Spark

Introduce

Spark is a successor of MapReduce to process distributed big-data computing tasks. Frameworks like MapReduce, Dryad, and Spark help data scientists to focus on their business rather than wasting time on designing the distributed tasks and fault-tolerance.

There are some constraints in previous frameworks that MapReduce lacks abstractions for leveraging distributed memory so makes it inefficient for those that reuse intermediate results across multiple computations and lacks high interactive flexibility, programmers may have trouble implementing some complex algorithms.

Spark is an implementation of a new abstraction called resilient distributed datasets(RDDs), which are fault-tolerant, parallel data structures that let users explicitly persist intermediate results in memory, control their partitioning to optimize data placement, and manipulate them using a rich set of operators.

RDD

RDD(Resilient Distributed Dataset) is a collection of Read-Only and Partitioned records. RDDs can only be created through deterministic operations on either 1) data in stable storage or 2) other RDDs. Spark uses Lineage to keep track of how each RDD is transformed from previous datasets.lineage

Spark provides Action as well as Transformation. Action calculate RDDs and gets a result. Transformation imports data from external sources or transform an old RDD to a new Read-Only RDD.

Transformation_Action

Computation Schedule

RDDs are stored in distributed servers, so when we need to do Transformation, systems need to fetch previous RDD in the corresponding servers. There are two kinds of Transformations that forms different dependency between RDDs

  • Narrow Dependency : Each partition of the parent RDD is used by at most one partition of the child RDD.
  • Wide Dependency : Multiple child partitions may depend on the parent RDD.

Dependencies

Spark speeds up Transformation by optimizing the Transformations related to Narrow Dependency. First, narrow dependencies allow for pipelined execution on one cluster node, which can compute all the parent partitions. Second, recovery after a node failure is more efficient with a narrow dependency, as only the lost parent partitions need to be recomputed.

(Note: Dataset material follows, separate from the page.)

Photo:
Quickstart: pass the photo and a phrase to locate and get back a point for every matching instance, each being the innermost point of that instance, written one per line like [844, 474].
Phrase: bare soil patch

In contrast, in a lineage graph with wide dependencies, a single failed node might cause the loss of some partition form all the ancestors of an RDD, requiring a complete re-execution.

Overall, a RDD are consistent of the following elements:

  • Its partitions
  • Its parent partitions
  • Transformation
  • Its metadata(eg, data type, storage position etc.)

stage

When user calls Action to process computation on RDD, Spark will build different stages according to lineages. Hence, Spark can build a job stage that contains as many Narrow Dependencies as possible to speed up the whole system’s efficiency. The boundaries of the stages are the shuffle operations required for wide dependencies, or any already computed partitions that can short-circuit the computations of a parent RDD. After building the job stages, Spark then launches tasks to compute missing partitions from each stage until it has computed the target RDD.

While scheduling Tasks, Spark assigns tasks to machines based on data locality. The task will directly be processed by those nodes that is already holds the partition needed in memory. Otherwise, if a task processes a partition for which the containing RDD provides preferred locations(eg, an HDFS file), we send it to those.

Fault-Tolerance

Spark can re-compute the content of a failed RDD by dependencies from lineage graph. But there is a wide dependency during the re-computation, which means we have to re-compute all the RDD it depends, also, Spark won’t store all the RDD in the memory, or it will soon run out of memory. So we have to manually do persist, if necessary.

1
rdd.persist(REPLICATE)

Conclusion

Spark RDD has the feature of:

  • Store all info directly on memory
  • Interactive API
  • Find both Narrow and Wide Dependencies, while narrow one is more efficiency
  • Have Checkpoint to failover from wide dependency failure

But we still need to be aware that Spark is not a replacement for MapReduce: For those model and algorithms already fit in MapReduce, Spark won’t have a more efficient result for them.